Granted, Yahoo does have a reputation for destroying products it acquires, but we’re in the Marissa Mayer era now, so let’s forget the last seven or eight years ever happened. (Carol Bartz – who’s that?) Many Internet commentators are interested in the future of Tumblr porn, which I assume will quickly be excised as Yahoo’s brand advertisers wouldn’t dare be seen near such filth.
Yep – what really will determine the fate of Tumblr is how Yahoo chooses to monetize it.
Last year, Barbarian Group cofounder and former COO Rick Webb delivered the midday keynote at AdMonsters’ OPS conference, detailing his vision for monetizing Tumblr via his role as Revenue and Marketing Consultant. It was thoroughly entertaining speech and pretty damn informative, but most important, it was inspiring – Webb was promoting a brave new world (the good kind!) of creative advertising, branded content taken to the next level.
Less than a year later, Webb is out and Tumblr has been acquired by Yahoo. Not surprisingly, fears are running rampant that Yahoo will start pumping endless banner ads onto the beloved platform. Those ads would likely be programmatically bought junk that will bring back memories of old MySpace.

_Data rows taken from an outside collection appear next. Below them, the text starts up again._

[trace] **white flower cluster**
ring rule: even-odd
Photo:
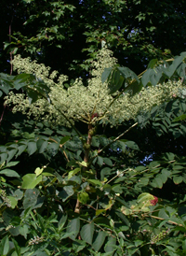
[[[49,75],[49,68],[36,62],[31,62],[29,58],[15,57],[14,68],[18,72],[35,74],[42,78],[51,89],[51,104],[45,99],[39,99],[36,103],[29,104],[28,98],[23,94],[10,92],[6,97],[6,104],[13,104],[13,111],[21,111],[32,115],[35,119],[48,120],[57,124],[70,126],[64,115],[71,122],[81,121],[84,122],[102,120],[102,122],[110,122],[114,126],[126,120],[135,119],[140,110],[151,110],[155,105],[169,100],[178,94],[181,88],[181,82],[168,81],[157,86],[143,88],[140,93],[130,96],[129,93],[122,93],[116,100],[109,94],[108,84],[101,82],[101,74],[105,67],[113,66],[117,60],[107,48],[102,49],[92,63],[92,78],[88,79],[88,86],[83,84],[81,78],[77,78],[73,86],[65,89],[63,83],[66,76],[60,76],[58,83],[53,81],[57,72]],[[95,115],[94,115],[95,114]],[[92,117],[96,117],[92,121]]]

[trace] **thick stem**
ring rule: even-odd
[[[89,161],[89,151],[90,151],[90,146],[91,146],[91,142],[92,142],[91,131],[92,131],[92,124],[89,123],[89,124],[88,124],[87,140],[86,140],[86,147],[85,147],[85,157],[84,157],[84,161],[85,161],[86,163],[88,163],[88,161]]]
[[[87,140],[86,140],[86,145],[84,145],[84,149],[85,149],[84,161],[86,163],[88,163],[88,161],[89,161],[89,151],[90,151],[91,142],[92,142],[92,124],[89,123],[88,124],[88,132],[87,132]],[[84,169],[86,169],[86,168],[87,167],[84,167]],[[78,199],[76,201],[74,212],[80,213],[80,202]]]

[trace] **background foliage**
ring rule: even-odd
[[[9,73],[9,56],[20,53],[69,75],[67,87],[79,76],[86,86],[105,41],[131,68],[103,72],[113,98],[167,79],[184,86],[184,7],[3,1],[1,70]],[[166,62],[168,50],[178,56]],[[35,74],[15,75],[0,74],[0,254],[185,255],[184,88],[115,127],[93,112],[88,123],[70,128],[4,106],[9,92],[49,100],[50,88]]]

That’s not going to happen – despite its past missteps, Mayer and the Yahoo force aren’t blind to the fact the banner model is in deep decline. More likely, Tumblr’s monetization path will follow the social media (see StumbleUpon, Twitter, Facebook, etc.) strategy of promoted brand posts. As I learned moderating an agency panel at the AdNatively conference last week, brands are increasingly investing in branded digital content, and a number of creative firms, content production networking systems and distribution services have popped up to assist them.

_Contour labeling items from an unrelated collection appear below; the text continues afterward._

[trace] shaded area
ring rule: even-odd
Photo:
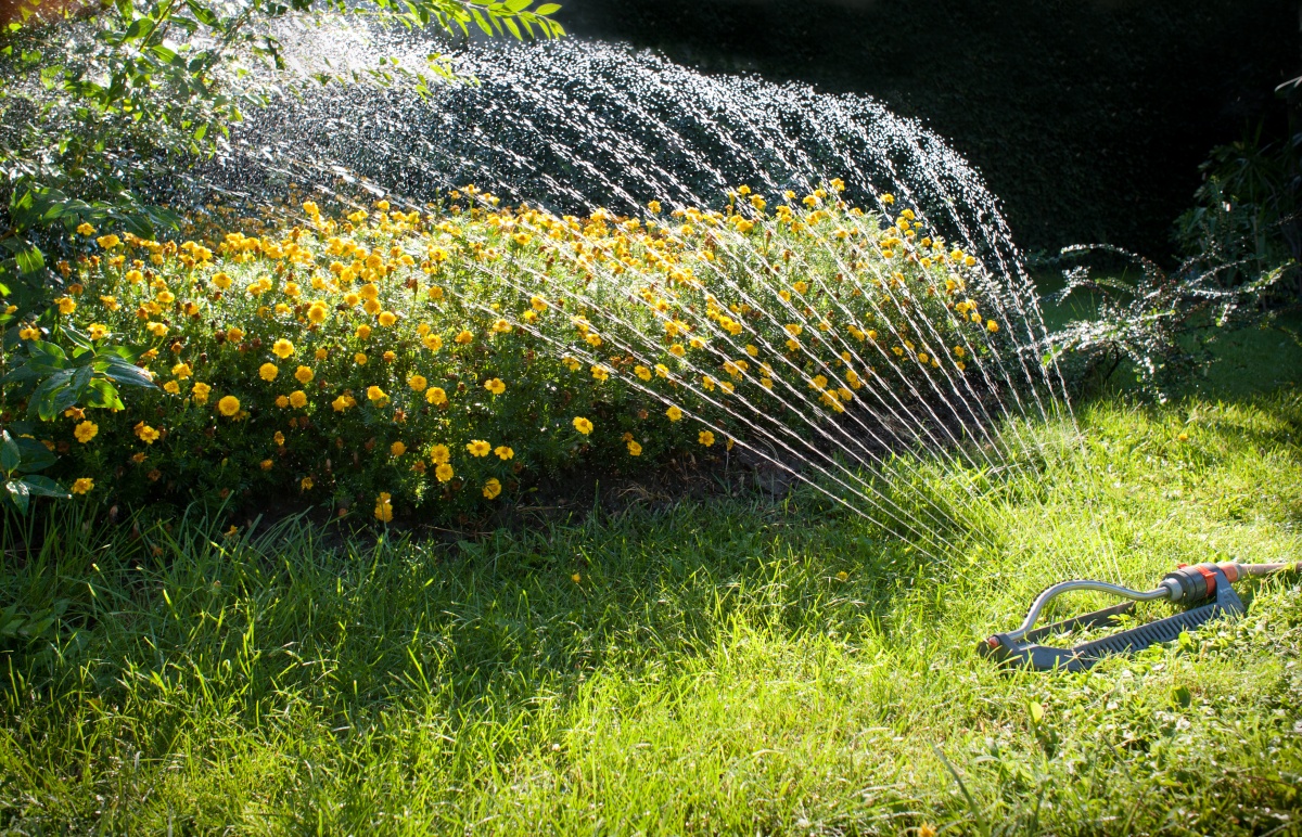
[[[575,35],[707,72],[867,92],[917,116],[986,177],[1029,249],[1107,241],[1154,256],[1198,164],[1282,120],[1292,0],[572,0]]]

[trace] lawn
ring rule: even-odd
[[[1298,351],[1245,340],[1293,376],[1109,396],[1000,476],[926,463],[940,555],[811,491],[475,539],[10,526],[0,829],[1290,833],[1298,577],[1085,674],[973,653],[1057,578],[1299,557]]]

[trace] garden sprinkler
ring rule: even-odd
[[[995,634],[978,647],[982,656],[1008,665],[1019,665],[1036,672],[1061,669],[1065,672],[1085,672],[1100,659],[1111,653],[1133,653],[1159,642],[1172,642],[1186,630],[1208,622],[1217,616],[1238,616],[1245,612],[1234,588],[1230,586],[1247,575],[1271,575],[1284,570],[1302,571],[1298,564],[1194,564],[1181,565],[1167,573],[1154,590],[1142,592],[1096,581],[1069,581],[1053,584],[1031,603],[1031,611],[1017,630]],[[1113,594],[1131,601],[1085,613],[1062,622],[1035,627],[1040,612],[1056,596],[1072,590],[1096,590]],[[1082,643],[1074,648],[1055,648],[1036,644],[1046,637],[1081,627],[1108,627],[1117,625],[1122,614],[1134,608],[1135,601],[1167,600],[1184,604],[1184,613],[1168,616],[1138,627],[1118,631],[1103,639]],[[1032,630],[1034,627],[1034,630]]]

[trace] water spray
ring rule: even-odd
[[[1242,616],[1247,608],[1234,592],[1234,582],[1250,575],[1272,575],[1290,570],[1302,571],[1302,561],[1297,564],[1181,565],[1180,569],[1167,573],[1161,582],[1147,592],[1088,579],[1060,582],[1035,597],[1030,612],[1017,630],[995,634],[978,644],[976,650],[982,656],[1010,666],[1022,666],[1036,672],[1085,672],[1108,655],[1143,651],[1157,643],[1173,642],[1180,638],[1181,633],[1195,630],[1213,618]],[[1035,622],[1049,601],[1074,590],[1107,592],[1130,599],[1130,601],[1035,627]],[[1187,609],[1147,625],[1082,643],[1074,648],[1039,644],[1039,640],[1056,634],[1081,629],[1113,627],[1129,616],[1135,601],[1170,601],[1172,604],[1182,604]]]

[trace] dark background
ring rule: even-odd
[[[568,0],[579,38],[870,94],[986,177],[1018,242],[1172,254],[1212,146],[1298,74],[1297,0]],[[835,174],[835,173],[832,173]]]

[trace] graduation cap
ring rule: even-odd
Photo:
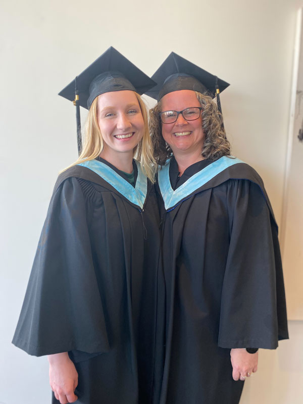
[[[178,90],[207,92],[213,98],[217,97],[218,108],[222,113],[219,93],[229,84],[174,52],[166,58],[152,78],[157,85],[145,94],[158,101],[166,94]]]
[[[126,58],[110,46],[59,92],[76,106],[79,154],[82,150],[80,106],[89,110],[93,100],[105,92],[131,90],[143,94],[156,83]]]

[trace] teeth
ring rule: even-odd
[[[186,136],[187,135],[190,135],[191,133],[191,132],[175,132],[174,134],[176,136]]]
[[[115,135],[115,137],[117,139],[126,139],[127,137],[130,137],[133,134],[133,132],[131,133],[128,133],[127,135]]]

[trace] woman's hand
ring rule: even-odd
[[[234,380],[245,380],[258,369],[258,351],[248,354],[245,348],[233,348],[230,350]]]
[[[74,402],[78,397],[74,391],[78,385],[78,373],[67,352],[48,355],[49,384],[61,404]]]

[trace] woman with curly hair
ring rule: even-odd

Tumblr is a fantastic messaging platform – a clever mixture of the best parts of blogs and Twitter. Slap in some promotion ability with some basic targeting functionality (You post a lot on cooking, so check out this recipe from Nestle!) and watch the revenue roll in. Yes, a small but vociferous group of users will complain like they do on Twitter and Facebook (ad haters gonna hate), but exodus is unlikely because the inconvenience of promoted posts will be far less than the convenience of the platform.

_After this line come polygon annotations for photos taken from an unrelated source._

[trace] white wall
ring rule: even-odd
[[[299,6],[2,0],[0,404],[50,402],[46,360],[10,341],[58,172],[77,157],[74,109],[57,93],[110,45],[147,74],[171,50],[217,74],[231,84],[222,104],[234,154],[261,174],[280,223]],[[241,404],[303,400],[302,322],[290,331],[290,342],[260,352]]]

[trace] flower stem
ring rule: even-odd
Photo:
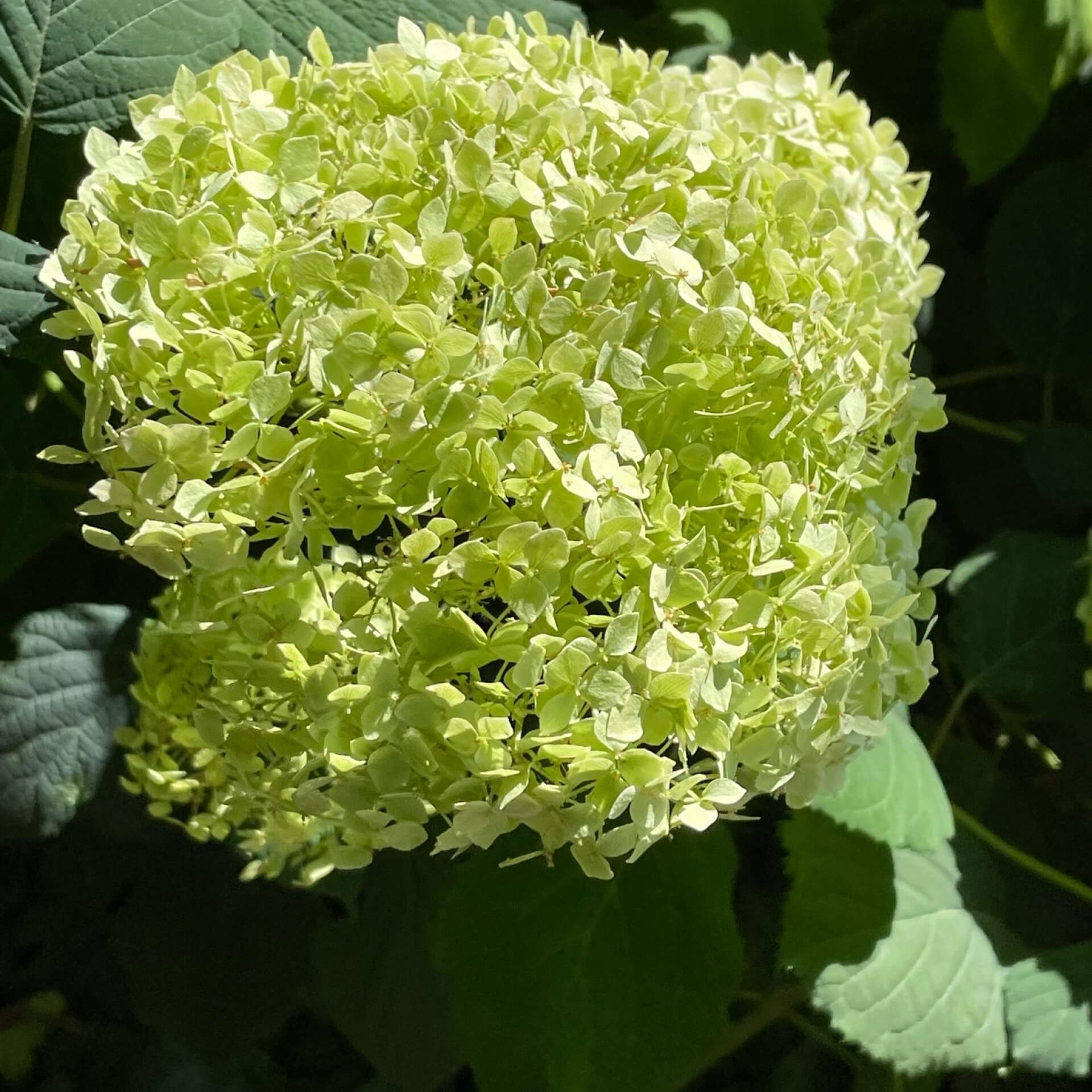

Promoted posts would be best recieved in the dashboard mode – for individual blogs, the best method is probably a sidebar with related promoted content (think the Outbrain method – that’s kind of like a banner, but not…).
Of course, monetization nirvana tilts entirely on Yahoo’s integration choice – first and foremost, Tumblr should stay a separate platform from the grand portal as it’s a very different model from a content consumption and monetization standpoint. Sure, sales people can cross-sell with larger branded campaigns, but operationally Tumblr should be kept independent.
If endless links to articles on various Yahoo sites start popping up in the sidebars, I’m going to predict a fair percentage of users will flock to the exits. Anyone disagree?